Los ingredientes activos pueden estar unidos a
nanopartículas en las preparaciones para uso parenteral, por
ejemplo, en partículas finamente dispersas basadas en
poli(met)acrilatos, poliacetatos, poliglicolatos,
poliaminoácidos o polieteruretanos. Las formulaciones parenterales
también pueden modificarse de manera constructiva como
preparaciones de liberación prolongada, por ejemplo, según el
principio de la unidad múltiple, en el que se incorporan los
ingredientes activos en una forma suspendida muy finamente
distribuida y/o dispersa o como suspensiones cristalinas, o según
el principio de la unidad única, en el que el ingrediente activo se
incluye en una forma medicinal, por ejemplo, un comprimido o una
semilla que posteriormente se implanta.
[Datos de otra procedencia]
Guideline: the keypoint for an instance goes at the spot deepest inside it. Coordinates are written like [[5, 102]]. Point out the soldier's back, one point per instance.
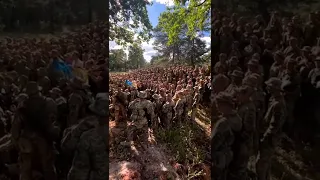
[[91, 158]]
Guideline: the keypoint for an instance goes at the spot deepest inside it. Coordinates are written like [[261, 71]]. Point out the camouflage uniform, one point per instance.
[[90, 161], [196, 100], [219, 84], [273, 122], [77, 101], [167, 110], [33, 136], [243, 143], [235, 75], [179, 108], [142, 110], [258, 99], [223, 136]]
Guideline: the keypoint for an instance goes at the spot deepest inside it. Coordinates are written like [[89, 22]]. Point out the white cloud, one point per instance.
[[165, 2], [207, 39], [146, 46]]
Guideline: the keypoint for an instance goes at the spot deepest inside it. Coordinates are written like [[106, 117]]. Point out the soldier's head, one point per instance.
[[306, 51], [224, 102], [251, 80], [235, 45], [100, 106], [278, 57], [220, 83], [33, 89], [291, 64], [55, 93], [237, 77], [233, 61], [293, 42], [142, 95], [223, 57], [274, 86], [253, 65], [317, 62], [244, 93]]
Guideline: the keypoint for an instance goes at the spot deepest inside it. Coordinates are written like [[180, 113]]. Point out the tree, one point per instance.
[[185, 48], [135, 58], [117, 60], [128, 18], [195, 14]]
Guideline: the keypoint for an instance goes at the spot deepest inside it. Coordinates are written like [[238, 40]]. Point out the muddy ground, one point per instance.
[[176, 153]]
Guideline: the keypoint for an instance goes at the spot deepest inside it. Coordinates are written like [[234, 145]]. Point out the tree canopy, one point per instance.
[[128, 18], [194, 14]]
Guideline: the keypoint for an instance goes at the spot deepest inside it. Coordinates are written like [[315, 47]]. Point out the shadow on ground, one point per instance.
[[182, 152]]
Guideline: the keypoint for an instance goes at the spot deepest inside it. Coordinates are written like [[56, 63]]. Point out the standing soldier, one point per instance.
[[244, 142], [196, 100], [223, 136], [167, 110], [33, 133], [142, 110], [236, 81], [273, 122], [178, 107], [90, 161]]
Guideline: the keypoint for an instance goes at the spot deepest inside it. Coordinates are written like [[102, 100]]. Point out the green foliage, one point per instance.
[[135, 58], [117, 60], [128, 18], [195, 15], [183, 143], [185, 49]]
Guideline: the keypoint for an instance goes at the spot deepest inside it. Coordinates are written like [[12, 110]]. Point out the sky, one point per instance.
[[154, 12]]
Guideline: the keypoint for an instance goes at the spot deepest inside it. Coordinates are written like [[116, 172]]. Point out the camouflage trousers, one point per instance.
[[238, 166], [36, 153], [166, 120], [220, 164], [265, 155], [138, 132]]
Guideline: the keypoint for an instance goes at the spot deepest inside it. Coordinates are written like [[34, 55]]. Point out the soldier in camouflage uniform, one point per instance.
[[90, 161], [272, 125], [196, 100], [167, 110], [236, 81], [178, 107], [258, 99], [77, 102], [219, 83], [243, 143], [141, 110], [33, 133], [223, 136]]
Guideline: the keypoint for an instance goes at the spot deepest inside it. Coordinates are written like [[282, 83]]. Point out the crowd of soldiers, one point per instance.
[[158, 98], [264, 74], [54, 126]]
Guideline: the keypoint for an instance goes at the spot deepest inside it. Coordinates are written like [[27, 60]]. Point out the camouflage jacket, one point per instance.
[[91, 159]]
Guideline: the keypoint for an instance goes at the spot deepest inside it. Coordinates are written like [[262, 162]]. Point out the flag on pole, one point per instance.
[[129, 83]]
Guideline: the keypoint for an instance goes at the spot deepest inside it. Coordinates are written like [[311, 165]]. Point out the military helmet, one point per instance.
[[274, 83], [142, 94], [100, 105]]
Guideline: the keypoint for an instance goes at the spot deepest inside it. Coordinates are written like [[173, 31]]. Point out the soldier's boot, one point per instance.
[[47, 156], [219, 174], [25, 161], [263, 166], [193, 114]]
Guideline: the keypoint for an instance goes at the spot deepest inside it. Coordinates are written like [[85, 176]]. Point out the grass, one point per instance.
[[188, 143]]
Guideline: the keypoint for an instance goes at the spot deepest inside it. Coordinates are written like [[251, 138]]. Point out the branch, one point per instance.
[[200, 3]]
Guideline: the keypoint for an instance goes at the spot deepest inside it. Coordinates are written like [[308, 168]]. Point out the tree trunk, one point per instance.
[[89, 11], [263, 9]]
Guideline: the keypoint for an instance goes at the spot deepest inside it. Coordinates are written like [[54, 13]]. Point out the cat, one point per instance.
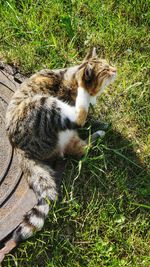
[[42, 121]]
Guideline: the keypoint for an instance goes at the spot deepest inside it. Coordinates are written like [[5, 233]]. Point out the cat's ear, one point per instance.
[[91, 54], [88, 72]]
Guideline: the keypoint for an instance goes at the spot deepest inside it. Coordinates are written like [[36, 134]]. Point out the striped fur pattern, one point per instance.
[[42, 121]]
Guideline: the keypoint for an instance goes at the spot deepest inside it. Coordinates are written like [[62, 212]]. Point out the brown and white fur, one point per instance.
[[42, 121]]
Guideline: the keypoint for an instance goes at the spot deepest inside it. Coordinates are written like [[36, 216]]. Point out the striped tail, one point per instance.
[[42, 180]]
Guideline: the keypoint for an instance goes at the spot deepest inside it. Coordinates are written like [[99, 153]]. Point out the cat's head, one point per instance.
[[94, 74]]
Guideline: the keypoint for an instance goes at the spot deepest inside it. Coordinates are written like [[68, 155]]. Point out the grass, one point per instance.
[[103, 217]]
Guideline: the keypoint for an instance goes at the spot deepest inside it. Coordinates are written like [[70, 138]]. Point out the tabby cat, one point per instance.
[[42, 121]]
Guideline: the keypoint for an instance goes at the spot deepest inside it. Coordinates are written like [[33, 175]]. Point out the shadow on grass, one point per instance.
[[112, 175]]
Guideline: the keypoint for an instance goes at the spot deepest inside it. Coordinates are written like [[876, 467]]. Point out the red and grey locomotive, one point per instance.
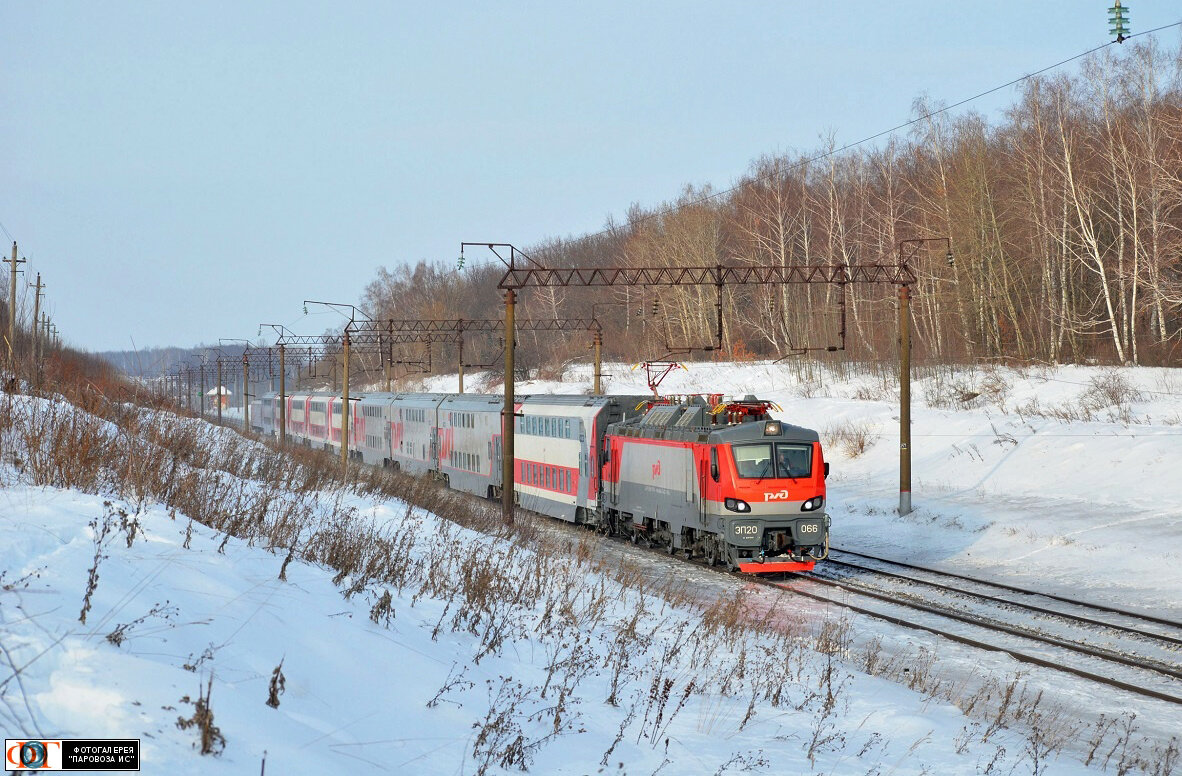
[[721, 480]]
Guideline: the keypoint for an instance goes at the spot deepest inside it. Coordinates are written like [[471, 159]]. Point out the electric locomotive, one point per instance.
[[722, 480], [719, 480]]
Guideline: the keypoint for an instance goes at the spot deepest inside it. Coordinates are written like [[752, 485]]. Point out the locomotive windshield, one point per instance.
[[757, 462]]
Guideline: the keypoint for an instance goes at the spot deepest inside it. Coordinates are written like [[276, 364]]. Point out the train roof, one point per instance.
[[695, 421]]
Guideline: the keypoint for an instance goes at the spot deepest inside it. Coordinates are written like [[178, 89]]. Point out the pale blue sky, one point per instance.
[[180, 173]]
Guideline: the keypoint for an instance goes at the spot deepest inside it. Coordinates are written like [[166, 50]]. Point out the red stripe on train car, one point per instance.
[[767, 568]]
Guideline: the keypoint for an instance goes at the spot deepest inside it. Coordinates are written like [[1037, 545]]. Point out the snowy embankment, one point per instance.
[[443, 649]]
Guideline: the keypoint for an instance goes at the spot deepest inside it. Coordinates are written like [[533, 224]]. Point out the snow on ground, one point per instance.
[[1004, 488]]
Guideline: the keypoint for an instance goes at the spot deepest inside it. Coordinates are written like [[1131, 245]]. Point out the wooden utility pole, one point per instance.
[[37, 318], [283, 397], [344, 406], [460, 359], [246, 397], [904, 399], [12, 307], [510, 416], [598, 362]]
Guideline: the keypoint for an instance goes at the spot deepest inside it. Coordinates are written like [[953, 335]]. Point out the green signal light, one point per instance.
[[1118, 21]]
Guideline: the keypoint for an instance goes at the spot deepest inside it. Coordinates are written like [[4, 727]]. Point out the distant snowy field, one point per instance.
[[1011, 483]]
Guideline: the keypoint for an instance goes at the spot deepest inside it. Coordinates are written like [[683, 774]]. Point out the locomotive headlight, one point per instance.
[[813, 503]]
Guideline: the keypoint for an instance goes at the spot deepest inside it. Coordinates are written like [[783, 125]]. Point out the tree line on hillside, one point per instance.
[[1065, 221]]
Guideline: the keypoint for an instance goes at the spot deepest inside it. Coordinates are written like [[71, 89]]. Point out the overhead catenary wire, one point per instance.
[[817, 157]]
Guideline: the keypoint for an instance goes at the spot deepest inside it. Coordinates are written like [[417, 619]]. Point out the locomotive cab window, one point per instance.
[[757, 461]]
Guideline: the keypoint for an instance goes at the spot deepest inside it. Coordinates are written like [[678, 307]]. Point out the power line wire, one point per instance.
[[883, 132]]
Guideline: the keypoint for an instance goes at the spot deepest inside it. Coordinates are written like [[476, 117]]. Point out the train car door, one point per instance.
[[498, 465]]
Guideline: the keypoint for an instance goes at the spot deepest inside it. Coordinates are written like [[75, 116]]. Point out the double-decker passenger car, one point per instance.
[[720, 480]]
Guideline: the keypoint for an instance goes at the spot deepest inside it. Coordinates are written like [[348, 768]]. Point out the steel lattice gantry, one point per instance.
[[898, 273]]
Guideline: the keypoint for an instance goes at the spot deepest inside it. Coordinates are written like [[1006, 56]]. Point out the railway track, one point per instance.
[[1115, 647]]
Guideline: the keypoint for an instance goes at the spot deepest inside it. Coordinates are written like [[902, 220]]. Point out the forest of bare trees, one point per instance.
[[1065, 221]]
Con frecuencia, estos
implantes o medicamentos de liberación prolongada en formas
medicinales de unidad única y de unidad múltiple, consisten en los
denominados polímeros biodegradables, tales como, por ejemplo,
polieteruretanos de ácido láctico y glicólico, polieteruretanos,
poliaminoácidos, poli(met)acrilatos o
polisacáridos.
Son adecuados como adyuvantes y vehículos en la
producción de preparaciones para uso parenteral agua esterilizada,
compuestos modificantes del pH como, por ejemplo, ácidos o bases
orgánicos o inorgánicos así como sus sales, compuestos tamponantes
para ajustar el valor de pH, agentes de isotonicidad tales como, por
ejemplo, cloruro sódico, carbonato monosódico, glucosa y fructosa,
tensioactivos y/o compuestos tensioactivos y emulsionantes, tales
como, por ejemplo, ésteres parciales de ácidos grasos de
polioxietileno de sorbitán (Tween®) o, por ejemplo, ésteres de
ácidos grasos de polioxietileno (Cremophor®), ácidos grasos tales
como, por ejemplo, aceite de cacahuete, aceite de soja y aceite de
ricino, ésteres de ácidos grasos sintéticos, tales como, por
ejemplo, oleato etilo, miristato de isopropilo y aceite neutro
(Miglyol®) así como adyuvantes de polímeros tales como, por
ejemplo, gelatina, dextrano, polivinilpirrolidona, aditivos
disolventes orgánicos que aumentan la solubilidad, tales como, por
ejemplo, propilenglicol, etanol,
N,N-dimetilacetamida, propilenglicol o compuestos
formadores de complejos tales como, por ejemplo, citratos y urea,
conservantes, tales como, por ejemplo benzoato hidroxipropilo y
benzoato de hidroximetilo, alcohol bencílico, antioxidantes, tales
como, por ejemplo, sulfito sódico y estabilizadores, tales como,
por ejemplo
EDTA.
EDTA.
En suspensiones, la adición de agentes
espesantes para evitar la sedimentación de los ingredientes activos
de tensioactivos y peptizantes, para asegurar la capacidad del
sedimento de agitarse, o formadores de complejos, tales como EDTA,
resulta. Esto también puede conseguirse con los diversos complejos
de agentes poliméricos, por ejemplo, con polietilenglicoles,
poliestirol, carboximetilcelulosa, Pluronics® o ésteres de ácidos
grasos de polietilenglicol de sorbitán. El ingrediente activo puede
incorporarse también en formulaciones líquidas en forma de
compuestos de inclusión, por ejemplo con ciclodextrinas. Como
adyuvantes adicionales, también son adecuados agentes de
dispersión. Para la producción de liofilizados, pueden usarse
también aditivos, como por ejemplo manitol, dextrano, sacarosa,
albúmina humana, lactosa, PVP o variedades de gelatina.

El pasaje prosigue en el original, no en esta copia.